Daily Market Review by Tom Williams - 28/08/13


​Germany to Issue CPI Report for August

The figures assessing the Eurozone’s most prominent economy is set to be released tomorrow 29 August 2013, hopefully providing observers with a clearer picture of the state of the Euro Area’s economic health. At this time, forecasts predict that the German CPI will likely be reduced slightly, exhibiting an improved economic situation for consumers.

Germany has enjoyed a steady stream of positive report cards in recent weeks that point to a strengthened recovery that may help to prop up the overall European economic situation. That said, analysts remind readers that weak and failing economies in member states such as Greece, Spain and Portugal may serve to drag down the progress of the more northern countries.

Analysts point to Germany’s standing as the economic powerhouse of the Eurozone, and the influence that changes in the CPI can have on interest rates in the rest of the Euro Area.

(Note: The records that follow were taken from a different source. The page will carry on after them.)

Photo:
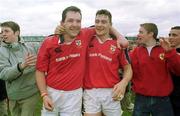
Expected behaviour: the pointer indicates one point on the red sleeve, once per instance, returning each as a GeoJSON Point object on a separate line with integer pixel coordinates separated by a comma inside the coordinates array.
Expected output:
{"type": "Point", "coordinates": [173, 61]}
{"type": "Point", "coordinates": [135, 63]}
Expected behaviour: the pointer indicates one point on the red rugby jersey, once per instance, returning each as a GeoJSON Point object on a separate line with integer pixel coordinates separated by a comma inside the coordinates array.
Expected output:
{"type": "Point", "coordinates": [64, 64]}
{"type": "Point", "coordinates": [104, 61]}
{"type": "Point", "coordinates": [150, 73]}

It should be noted that the Euro has enjoyed a strong streak of gains against its rivals over the past week as has been reported in previous reports. Traders are advised to exercise caution amid speculation on the Euro in the lead up to the report. Some volatility can be expected in the coming days in trading for the Euro against peer currencies.

Dollar Makes Gains Following Week of Losses

It was reported today 28 August 2013 that the US dollar had succeeded in making gains against nearly all of its rivals as investors continue to flee from developing economies. This news follows earlier speculation by investors over concerns that the US economy may not be strong enough at this point to support the cuts to the $85 billion stimulus program that has been under the purview of the Federal Reserve. According to statements by the FOMC earlier this month, the cuts may come as soon as September.

As many investors continue to lose faith in the developing economies such as Turkey and India, they have been flocking back to the US dollar, which has regained its popularity in a significant way.

Analysts believe that the USD is likely to continue to rise in value over the coming term, while allowing room for fluctuations of adjustments in the market. That said, concerns over a looming conflict with Syria and continued unrest in Egypt may serve to disrupt the dollar’s progress.

Investors are advised to proceed with caution while trading the USD due to potential volatility that may arise in pairings against its peer currencies.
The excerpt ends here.